Adaptive Products for Crafts

Many of the crafts you enjoy as hobbies are possible to do with vision impairment, it just takes a combination of practice and the use of some adaptive products.

Horizons for the Blind sells a huge selection of craft books in alternate formats. Origami, plastic canvas, latch hook, knitting, and crocheting, are just a few of the crafts for which they offer large print or braille versions of commonly used patterns. The books also include instructions on making various items, such as potholders, refrigerator magnets, afghans, clothing, stuffed animals, and dolls.

Adaptations for sewing are also available, including needle threaders and pre-threaded needles. For measuring thread, cloth, and other items, a large print or talking tape measure can be just the right solution.

Games and Word Puzzles

When it comes to card games and board games, the old favorites—and some newer ones as well—have been adapted for the visually impaired. There is no reason why you can't continue to spend Friday nights participating in your poker tournament, or beating your grandson at checkers. The many card games sold in large print and braille editions include UNO, standard playing cards, and Phase 10. Board games are adapted in a variety of ways. Tic-tac-toe, checkers, Chinese checkers, and chess use tactile and high contrast versions of the standard playing pieces. For games such as Monopoly and Scrabble, large print and braille replace the standard print found on the gameboard and game pieces. There are also large print and tactile versions of dice and dominos on the market.

Large print versions of word searches and crossword puzzles can be found very easily, by visiting a local bookstore or vendor of adaptive products.

Adaptive Technologies for the TV

There is no reason to miss the next season of American Idol, your favorite soap opera, or the evening news just because you are experiencing vision loss. Some find that just replacing their old TV with a flat screen version allows for a clearer picture.

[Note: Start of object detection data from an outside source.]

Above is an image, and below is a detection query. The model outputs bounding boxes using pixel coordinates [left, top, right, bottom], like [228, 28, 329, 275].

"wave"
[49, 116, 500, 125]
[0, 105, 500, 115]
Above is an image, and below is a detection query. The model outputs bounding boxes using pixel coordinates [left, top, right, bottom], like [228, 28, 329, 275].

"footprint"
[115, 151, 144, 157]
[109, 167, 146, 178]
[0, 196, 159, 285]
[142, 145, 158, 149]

You can also try a TV screen magnifier, which will provide around 2x magnification.

You may also want to adapt your TV's remote control. Most TV remotes today have rows and rows of tiny buttons that are not distinguishable by touch—this can be a major source of frustration when just trying to turn on the TV, change channels, or adjust the volume.

The Tek-pal universal remote has only 6 buttons, each over three-quarters of an inch in diameter, and is one of the easiest remotes to use. There is no setup—just install the batteries, and it will work with most any television. The On button is a circle, the Off button is a square, Channel Up and Down buttons are opposite-pointing arrows, as are the Volume Up and Down buttons on the other side.

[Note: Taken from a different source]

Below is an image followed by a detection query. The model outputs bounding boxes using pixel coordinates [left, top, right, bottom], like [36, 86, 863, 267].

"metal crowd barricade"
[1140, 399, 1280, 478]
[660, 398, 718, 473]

Some adaptive remotes have the standard variety of buttons on a much larger keypad. Some of these models are also illuminated for easier use while watching TV with the lights off. There are also voice-activated remotes that may work well if you've lost some of your sense of touch.

The access items discussed in this article will hopefully help you regain some independence and help you increase your activity. Losing vision in no way has to mean losing out on life. Simple adaptations, an open mind, and a positive attitude can make all the difference.